George MacDonald Fraser was preeminently the author of the series of twelve historical novels featuring the Victorian blackguard Harry Flashman. Fraser plucked Flashman from the pages of Tom Brown’s Schooldays where he is the bully who is expelled after he is found in a drunken stupor. Fraser pretended to be the editor of a massive body of recently discovered papers recounting Flashman’s martial and amatory exploits from the late 1830’s to the early years of the twentieth century.
The Flashman papers were supposedly hidden in a tea chest in 1915 by Flashman’s ashamed family where, in an astounding variation of the Boswell papers, they laid undiscovered for 50 years. Beginning with Flashman in 1969, Fraser presented himself as the editor of the Flashman papers, turning his meticulous historical research into a series of very funny comic novels of monumental politcal incorrectness.
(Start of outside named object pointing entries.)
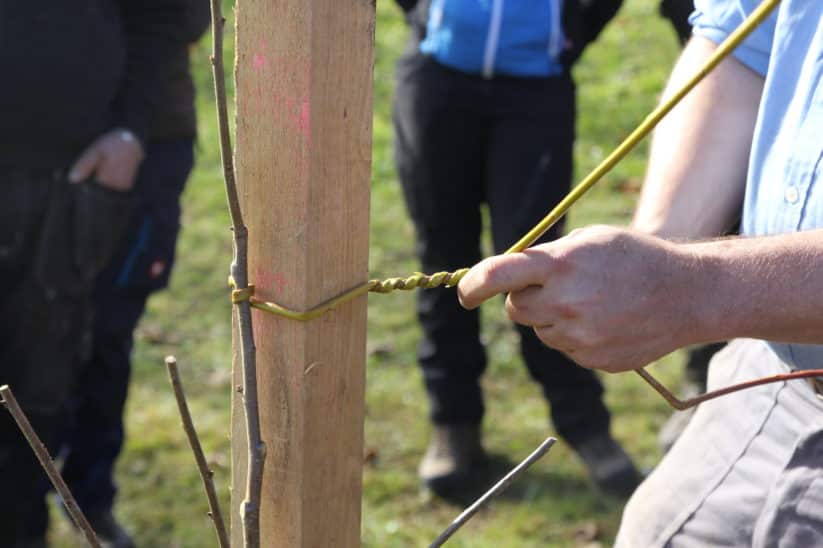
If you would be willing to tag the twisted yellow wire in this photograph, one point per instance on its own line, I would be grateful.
(451, 279)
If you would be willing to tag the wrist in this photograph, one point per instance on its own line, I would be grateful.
(715, 287)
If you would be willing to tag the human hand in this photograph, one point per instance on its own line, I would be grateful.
(609, 298)
(113, 159)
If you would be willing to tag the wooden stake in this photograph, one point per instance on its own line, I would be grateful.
(304, 111)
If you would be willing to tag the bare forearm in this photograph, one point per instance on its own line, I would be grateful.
(699, 156)
(765, 288)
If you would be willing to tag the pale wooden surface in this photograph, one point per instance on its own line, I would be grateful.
(304, 111)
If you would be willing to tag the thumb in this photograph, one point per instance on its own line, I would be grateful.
(85, 165)
(502, 274)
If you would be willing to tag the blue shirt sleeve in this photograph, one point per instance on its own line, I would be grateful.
(716, 19)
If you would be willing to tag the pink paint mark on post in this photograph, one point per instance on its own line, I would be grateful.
(258, 61)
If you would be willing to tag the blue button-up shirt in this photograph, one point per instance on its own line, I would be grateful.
(496, 37)
(784, 191)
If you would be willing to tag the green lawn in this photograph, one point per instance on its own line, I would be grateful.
(161, 499)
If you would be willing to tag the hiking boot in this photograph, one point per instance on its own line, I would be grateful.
(609, 466)
(452, 460)
(109, 531)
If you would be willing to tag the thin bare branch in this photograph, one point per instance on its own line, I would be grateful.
(48, 466)
(250, 509)
(498, 488)
(194, 441)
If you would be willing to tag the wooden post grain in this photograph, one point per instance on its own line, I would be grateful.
(303, 155)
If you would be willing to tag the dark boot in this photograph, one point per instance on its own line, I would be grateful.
(611, 469)
(451, 462)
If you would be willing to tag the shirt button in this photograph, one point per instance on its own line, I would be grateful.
(791, 194)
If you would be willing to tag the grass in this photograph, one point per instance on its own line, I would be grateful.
(554, 505)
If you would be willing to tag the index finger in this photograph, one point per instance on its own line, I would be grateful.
(502, 274)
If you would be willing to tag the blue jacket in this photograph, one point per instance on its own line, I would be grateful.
(529, 38)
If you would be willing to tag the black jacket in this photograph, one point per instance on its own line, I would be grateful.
(583, 20)
(173, 116)
(74, 69)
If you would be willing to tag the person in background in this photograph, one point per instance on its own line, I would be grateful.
(748, 469)
(677, 12)
(484, 113)
(93, 437)
(79, 81)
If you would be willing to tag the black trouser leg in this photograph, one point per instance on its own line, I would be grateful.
(439, 155)
(529, 172)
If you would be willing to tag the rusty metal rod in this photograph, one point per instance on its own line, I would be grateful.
(498, 488)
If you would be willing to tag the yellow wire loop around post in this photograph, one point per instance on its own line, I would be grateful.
(415, 281)
(451, 279)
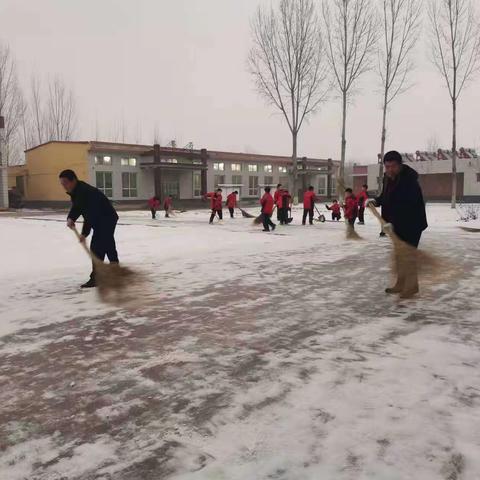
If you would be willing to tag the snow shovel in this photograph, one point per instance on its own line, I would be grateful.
(114, 282)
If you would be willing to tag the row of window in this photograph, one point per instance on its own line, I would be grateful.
(252, 168)
(106, 160)
(104, 182)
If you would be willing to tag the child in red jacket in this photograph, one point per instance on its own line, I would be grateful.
(267, 203)
(167, 205)
(154, 204)
(362, 198)
(336, 211)
(232, 203)
(215, 204)
(350, 207)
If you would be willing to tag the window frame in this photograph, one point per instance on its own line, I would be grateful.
(129, 188)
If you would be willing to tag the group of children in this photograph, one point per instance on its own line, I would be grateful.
(353, 206)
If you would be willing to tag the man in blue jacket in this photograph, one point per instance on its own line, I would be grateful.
(98, 214)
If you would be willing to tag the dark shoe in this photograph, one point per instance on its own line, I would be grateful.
(90, 284)
(406, 294)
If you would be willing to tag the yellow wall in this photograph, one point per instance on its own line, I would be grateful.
(46, 162)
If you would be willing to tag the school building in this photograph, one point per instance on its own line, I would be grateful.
(133, 173)
(435, 174)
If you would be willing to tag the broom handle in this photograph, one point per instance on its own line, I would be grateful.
(84, 245)
(382, 221)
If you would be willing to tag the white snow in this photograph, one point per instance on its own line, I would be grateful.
(253, 355)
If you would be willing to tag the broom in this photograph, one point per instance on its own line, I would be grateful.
(245, 214)
(114, 282)
(428, 265)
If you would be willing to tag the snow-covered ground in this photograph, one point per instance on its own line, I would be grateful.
(254, 356)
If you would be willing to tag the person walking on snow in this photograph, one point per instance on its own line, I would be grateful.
(403, 208)
(167, 205)
(309, 198)
(276, 199)
(232, 203)
(336, 211)
(154, 204)
(98, 214)
(285, 201)
(350, 207)
(267, 203)
(215, 204)
(362, 198)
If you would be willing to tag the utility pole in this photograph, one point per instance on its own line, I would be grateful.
(3, 170)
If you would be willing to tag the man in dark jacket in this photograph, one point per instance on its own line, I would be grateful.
(98, 214)
(404, 208)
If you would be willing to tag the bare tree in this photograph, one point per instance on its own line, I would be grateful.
(38, 115)
(351, 39)
(287, 61)
(61, 111)
(455, 42)
(11, 105)
(400, 29)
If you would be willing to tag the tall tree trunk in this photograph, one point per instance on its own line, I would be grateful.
(382, 144)
(341, 176)
(454, 153)
(294, 165)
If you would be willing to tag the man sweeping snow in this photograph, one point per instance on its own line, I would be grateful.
(98, 214)
(215, 204)
(403, 208)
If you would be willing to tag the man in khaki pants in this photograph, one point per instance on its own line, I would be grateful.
(403, 208)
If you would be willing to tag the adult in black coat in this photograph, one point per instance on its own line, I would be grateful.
(404, 208)
(98, 214)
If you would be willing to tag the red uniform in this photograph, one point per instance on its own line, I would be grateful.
(335, 208)
(277, 198)
(215, 200)
(232, 200)
(309, 200)
(362, 197)
(267, 203)
(351, 208)
(167, 204)
(154, 203)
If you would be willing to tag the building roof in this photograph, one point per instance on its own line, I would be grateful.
(147, 150)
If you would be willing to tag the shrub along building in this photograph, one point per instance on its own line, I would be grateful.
(133, 173)
(435, 174)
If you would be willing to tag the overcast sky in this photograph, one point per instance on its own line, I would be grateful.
(181, 65)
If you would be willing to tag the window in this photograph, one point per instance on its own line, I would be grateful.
(128, 162)
(197, 184)
(104, 183)
(253, 186)
(219, 180)
(129, 184)
(172, 188)
(236, 179)
(103, 160)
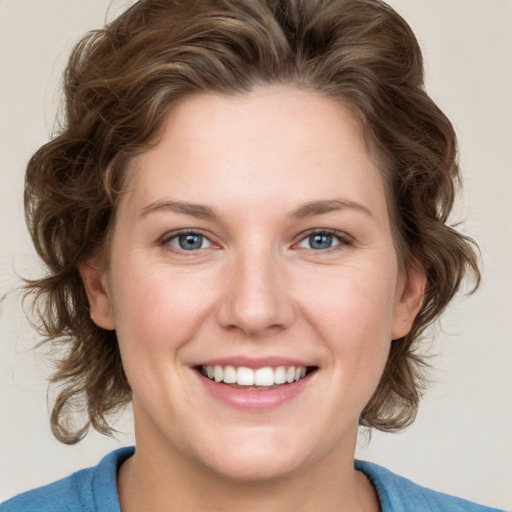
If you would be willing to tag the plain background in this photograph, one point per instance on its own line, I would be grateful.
(461, 442)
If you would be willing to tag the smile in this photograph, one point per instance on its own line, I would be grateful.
(255, 378)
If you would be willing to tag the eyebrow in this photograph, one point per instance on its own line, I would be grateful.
(308, 209)
(318, 207)
(194, 210)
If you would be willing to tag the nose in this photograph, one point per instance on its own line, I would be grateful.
(256, 298)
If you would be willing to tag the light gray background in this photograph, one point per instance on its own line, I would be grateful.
(461, 441)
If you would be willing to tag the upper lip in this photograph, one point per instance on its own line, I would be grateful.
(254, 362)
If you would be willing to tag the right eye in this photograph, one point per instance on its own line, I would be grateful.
(187, 241)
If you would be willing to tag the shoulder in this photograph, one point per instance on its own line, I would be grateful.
(398, 494)
(87, 490)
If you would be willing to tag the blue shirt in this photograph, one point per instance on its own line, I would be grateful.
(95, 490)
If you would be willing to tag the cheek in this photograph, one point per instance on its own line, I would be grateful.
(155, 309)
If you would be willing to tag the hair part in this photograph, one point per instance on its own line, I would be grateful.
(119, 85)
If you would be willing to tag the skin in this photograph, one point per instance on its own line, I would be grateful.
(256, 287)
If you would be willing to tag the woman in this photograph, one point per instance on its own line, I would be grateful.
(244, 222)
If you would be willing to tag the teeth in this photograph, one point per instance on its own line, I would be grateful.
(264, 377)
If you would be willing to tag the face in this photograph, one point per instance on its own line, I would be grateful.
(253, 284)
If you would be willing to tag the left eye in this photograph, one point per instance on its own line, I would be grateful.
(188, 241)
(320, 241)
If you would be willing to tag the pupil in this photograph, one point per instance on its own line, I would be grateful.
(320, 241)
(190, 241)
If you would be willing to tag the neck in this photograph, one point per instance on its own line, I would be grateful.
(167, 481)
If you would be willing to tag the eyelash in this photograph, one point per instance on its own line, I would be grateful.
(343, 239)
(167, 239)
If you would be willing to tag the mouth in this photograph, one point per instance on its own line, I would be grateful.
(265, 378)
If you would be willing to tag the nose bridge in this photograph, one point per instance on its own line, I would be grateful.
(255, 298)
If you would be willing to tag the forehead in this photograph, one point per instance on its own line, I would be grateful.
(273, 145)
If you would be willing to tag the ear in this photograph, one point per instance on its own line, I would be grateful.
(94, 277)
(409, 300)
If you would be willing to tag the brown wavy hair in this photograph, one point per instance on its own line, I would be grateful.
(119, 84)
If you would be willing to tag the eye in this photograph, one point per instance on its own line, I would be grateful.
(187, 241)
(322, 240)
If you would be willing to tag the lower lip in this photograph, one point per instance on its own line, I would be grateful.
(253, 399)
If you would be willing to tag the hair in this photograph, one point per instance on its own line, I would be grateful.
(120, 83)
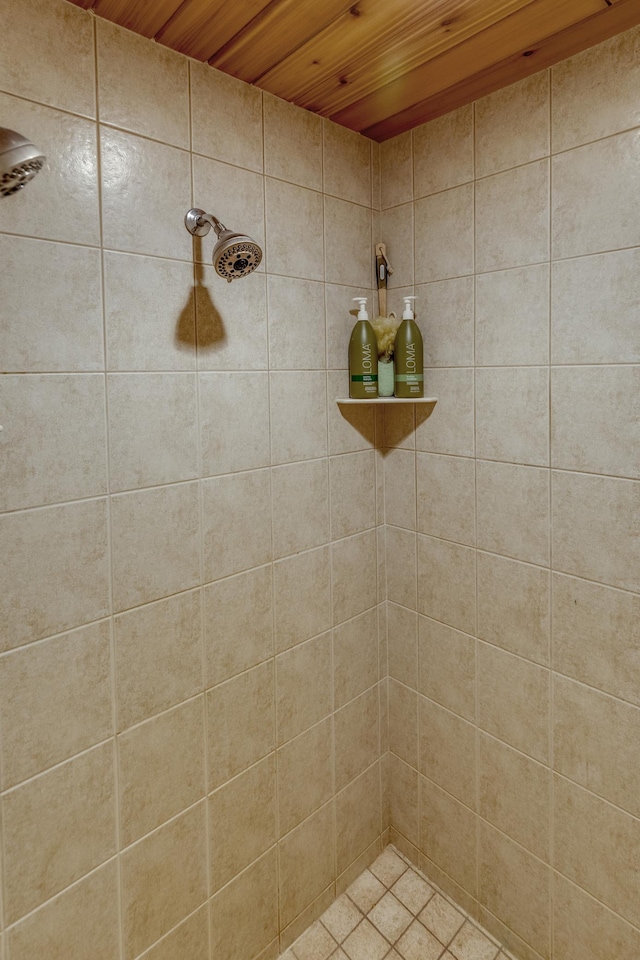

Fraser died this week at the age of 82. The Telegraph obituary tells the story of the Flashman novels. In a companion piece, Harry Mount explains that Fraser was no Flashman. Anthony Lejeune’s NR review of Fraser’s 1995 Flashman outing suggests why Flashman will survive his chronicler:
As often happens in a long series, the central character has matured, even mellowed. Indeed some critics complain that Flashman has become less an anti-hero than a true hero. He still runs away from danger when he can, still seduces, or is seduced by, every beddable woman, still lies, flatters, and cajoles without scruple. But while the Angst-ridden protagonists of most modern fiction could scarcely fight their way out of a recycled paper-bag, there is something to admire in a man so ruthlessly skilled at survival, so capable of getting all those women into bed, so wary and so shrewd.